Il faut aussi souligner (et c’est très important) que toute re-présentation, tout discours, devient une présentation lorsqu’elle ou il est communiqué au monde.
Dit autrement : toute représentation de quelque chose (c'est-à-dire tout discours) devient (est) autre chose dont elle parlait qu’elle représentait précédemment à l’instant de l’expérience qu’on en a eue, lorsqu’elle est communiquée, lorsqu’elle est mise au monde, lorsqu’elle est projetée dans le flux, dans le devenir. (Il faut bien saisir la différence entre représentation et présentation). Peu de philosophes ont réfléchi de manière radicale à cette différence.

Il faut alors réfléchir à la puissance de tout discours, (de toute représentation) lorsqu’il est communiqué au monde, lorsqu’il devient de fait, de manière effective, une nouvelle chose du monde. Il devient puissance de transformation du monde. Puissance de changement pour le monde. Puissance de changement ou puissance conservatrice.

Et même réfléchir au concept de puissance. Qu’est ce que la puissance ? En différentiant correctement cette puissance du sens qu’elle met en mouvement, et de la chose qui les emporte effectivement tous les deux (sens et puissance) dans le devenir.
Ce qu’on appelle puissance du langage, ou puissance d’une œuvre d’art par exemple, ou puissance d’une théorie mathématique, d’une hypothèse scientifique, puissance d’une opinion. Puissance d’une idée lorsque celle-ci est communiquée.

Une nouvelle question apparaît : comment se forme une représentation, comment se forme un discours, selon quel schéma, dans quelle condition ?

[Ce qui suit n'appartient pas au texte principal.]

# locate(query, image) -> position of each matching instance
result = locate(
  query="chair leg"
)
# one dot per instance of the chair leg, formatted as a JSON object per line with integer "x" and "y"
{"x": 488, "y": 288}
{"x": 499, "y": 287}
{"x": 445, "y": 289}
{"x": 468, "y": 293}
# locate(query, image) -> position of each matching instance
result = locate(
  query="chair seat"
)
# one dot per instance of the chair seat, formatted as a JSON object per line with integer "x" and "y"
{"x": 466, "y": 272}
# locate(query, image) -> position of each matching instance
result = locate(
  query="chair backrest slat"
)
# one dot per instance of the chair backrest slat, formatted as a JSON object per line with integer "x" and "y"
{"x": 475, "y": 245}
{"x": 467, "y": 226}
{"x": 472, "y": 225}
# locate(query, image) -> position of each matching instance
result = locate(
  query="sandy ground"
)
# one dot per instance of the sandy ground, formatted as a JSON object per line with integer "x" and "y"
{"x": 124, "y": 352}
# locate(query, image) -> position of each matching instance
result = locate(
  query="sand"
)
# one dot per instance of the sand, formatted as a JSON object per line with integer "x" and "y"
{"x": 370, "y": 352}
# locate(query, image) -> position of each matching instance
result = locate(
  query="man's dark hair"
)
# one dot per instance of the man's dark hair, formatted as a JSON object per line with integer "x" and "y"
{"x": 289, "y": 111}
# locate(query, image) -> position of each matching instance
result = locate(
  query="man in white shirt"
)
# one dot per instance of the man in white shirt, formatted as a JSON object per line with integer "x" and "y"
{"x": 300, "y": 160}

Emmanuel Kant a travaillé sur cette question, et nous a apporté des idées totalement nouvelles pour l’époque.

Nous arrivons alors aux notions kantiennes de schématisme transcendantal, de catégories, de concept purs de l’entendement qui permettent à l’homme d’avoir une expérience de ce que Kant appelle le divers intuitionné (C'est-à-dire le flux divers de tout ce qui nous arrive comme on a dit au début) et d’en constituer selon ces concepts purs de l’entendement une représentation unifiée.

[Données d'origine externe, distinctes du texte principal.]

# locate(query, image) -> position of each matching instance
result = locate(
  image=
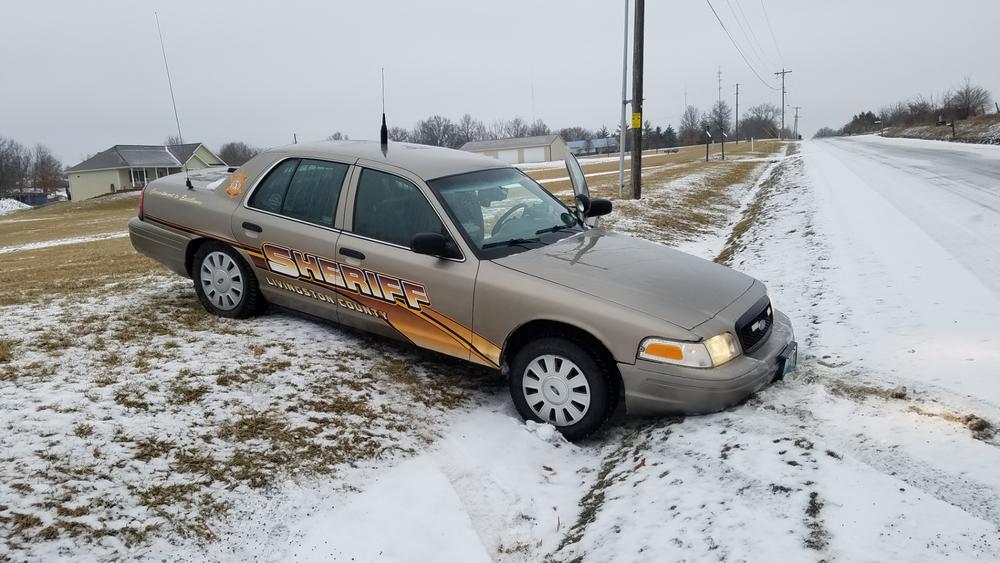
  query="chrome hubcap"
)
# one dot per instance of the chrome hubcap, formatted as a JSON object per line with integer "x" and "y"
{"x": 221, "y": 280}
{"x": 556, "y": 390}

Le divers de l’intuition, (ou ce que d’autres ont appelé la multiplicité) c'est-à-dire ce qui arrive jusqu’à nous en tant que réalités intuitionnées et diverses, est toujours selon Kant, représenté et donc unifié par nous, par notre entendement sous les concept d’espace et de temps. C'est-à-dire unifié, redonné, représenté en étant resitué sous ces concepts espace-temps.
Et c’est seulement par cette représentation unifiée sous les concepts de temps et d’espace que l’homme peut faire l’expérience de quelque chose.
Sinon selon Kant aucune expérience n’est possible ni aucune représentation. Voilà très résumé la théorie kantienne de la vérité fondée sur la raison humaine et ses catégories pures de l’entendement qui œuvrent sous les concepts transcendantaux d’espace et de temps.

Mais quel est le rapport entre ce processus de représentation, processus unifiant, et la vérité. Ou encore quel est le rapport entre ce processus de l’expérience et la chose dont on fait l’expérience.
Quelle est la nature de la chose telle qu’elle se montre ?
On a toujours cette seconde question qui reste en suspens : qu’est ce qu’une chose ? Qu’est-ce que la réalité ?

Pour Kant une chose telle qu’elle se montre est inabordable en elle-même. On peut même se poser la question de son existence propre, car vous avez bien compris que dans la perspective kantienne, la réalité est construite par l’homme sous les concepts de la raison pure.
Et si il y a une vérité propre des choses, celle-ci est inabordable.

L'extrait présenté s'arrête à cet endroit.